In my defense: We were at PopFest.
What is PopFest, you’re asking? It’s okay, I hadn’t heard of it either because I don’t listen to Pop98.3, the local radio station of choice for the 11 to 14 set. Of course, every Adam Lambert fan is young at heart. But is is mostly droves of tweens who attend PopFest, an annual all day concert at the local baseball stadium featuring the song stylings of Mr. Lambert and his ilk. (Rumors that Justin Bieber would show prove to be false.)
And what better place to promote Beauty U, while raising money for charity with $5 haircuts and makeup ($3 extra for false eyelashes, they don’t grow on trees)?
I think it’s important that I stop here and give you the full list of sponsors who pay to host tents lining the perimeter of the baseball diamond and every entrance to the stadium:
1. Beauty U.
2. The Marines.
3. The local community college.
4. The Coast Guard.
5. A credit union offering low-interest credit cards.
6. Another credit card company.
7. The Army.
8. Another credit card company.
Youth of America: Your future is bright. With clear career options (war or facials?). And plenty of debt.
With that kind of competition for market share, it’s important to have a gimmick to draw the crowds. The Marines give out water bottles and t-shirts. The Army tent has a giant inflatable Army Dude that bops around to the music and poses for photos.
And we have 13 Beauty U students, poised to give haircuts and makeovers. We’re pretty popular, especially when word spreads that we have false eyelashes. Because 12-year-old girls LOVE false eyelashes.

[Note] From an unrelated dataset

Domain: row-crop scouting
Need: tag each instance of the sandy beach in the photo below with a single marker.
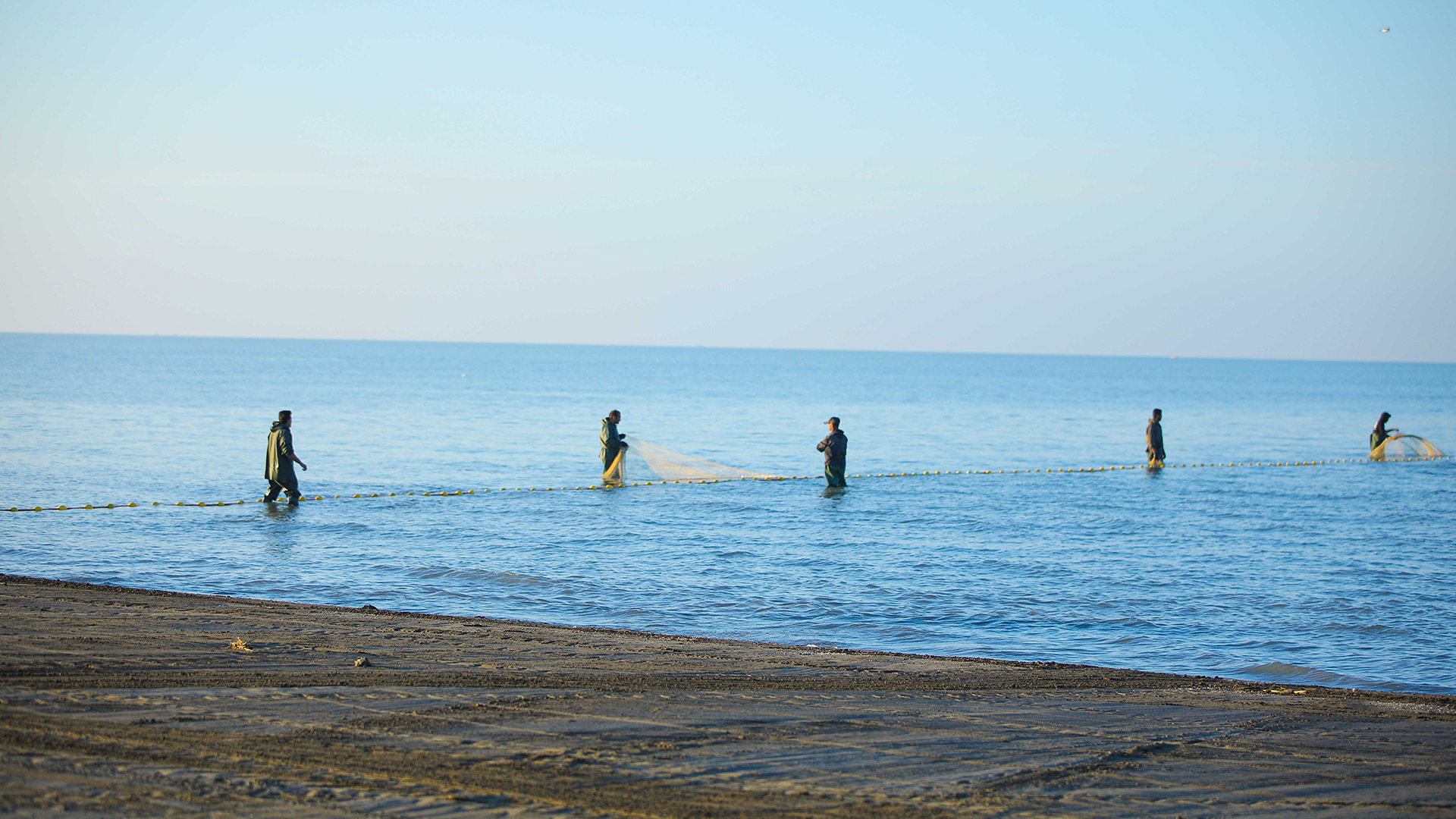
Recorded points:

“I think I look at least 14 now,” one tells me, after I smear her with plenty of green glitter and glued the lashes firmly in place. I love that 14 is the cool age to look.
It’s hot and sticky but otherwise kind of awesome, because I don’t have to worry about making the makeup look natural (except when one mom stands over me saying, “let’s be conservative!” repeatedly — and even she allows some glitter). Or whether the eyeliner is perfectly straight. These girls want lashes and glitter and barrel curls and French braids, preferably all at once. Every group of friends that huddles around us squeals “ohmyGODyou’reSOpretty!” whenever we unveil a new set of glittery eyes or head of corkscrew curls.
I am loving their confidence and their appreciation for each other. You hear a lot about girls being catty and cruel at that age, but I’m not seeing it here. They’re belting out Train lyrics and sharing Dippin’ Dots and batting their gigantic lashes at each other like it’s the best day of their life.
I know last week, I was skeeved by a 13-year-old getting waxed — primarily because her parents pressured her to do it, but also because it saddens me to see complicated and adult standards of beauty applied to girls who haven’t first learned — deep in their bones learned — that they are just fine the way they are. Of course, I’m interacting with these girls in 30-second doses, but they seem to know that, and know that crazy eye makeup and party hair is just for fun because they’re at a giant dance party, after all, who doesn’t want to look amazing in that kind of setting? This isn’t beauty treatments as maintenance or corrections. It’s just fake eyelashes.
On the other side of our tent, the Beauty U recruiter mans a table filled with brochures about our cosmetology and esthetics programs, the flexible schedule options, and the great post-graduation employment rate in the beauty industry. It’s too crowded for me to pay attention to how many people take brochures, and I’m having too much fun doing makeup to care.
But then one of my 12-year-olds beelines over to grab a brochure. “I want to go here!” I hear her say to her friend. “No seriously. This is what I want to do with my life.”
So there’s that.
[Photo: Promotional image for the now-defunct Club Libby Lu, a mall chain that hosted princess parties and makeovers; think American Girl meets the Disney Store, with a hair salon. I’m using this image because these girls are a pretty accurate representation of my PopFest girls — though I think Club Libby Lu and Princess Culture in general is worthy of a whole other post, since it takes that “it’s just fake eyelashes” stuff and markets the hell out of it. And that I am not so positive about. Via Patrick Byers at the blog Responsible Marketing.]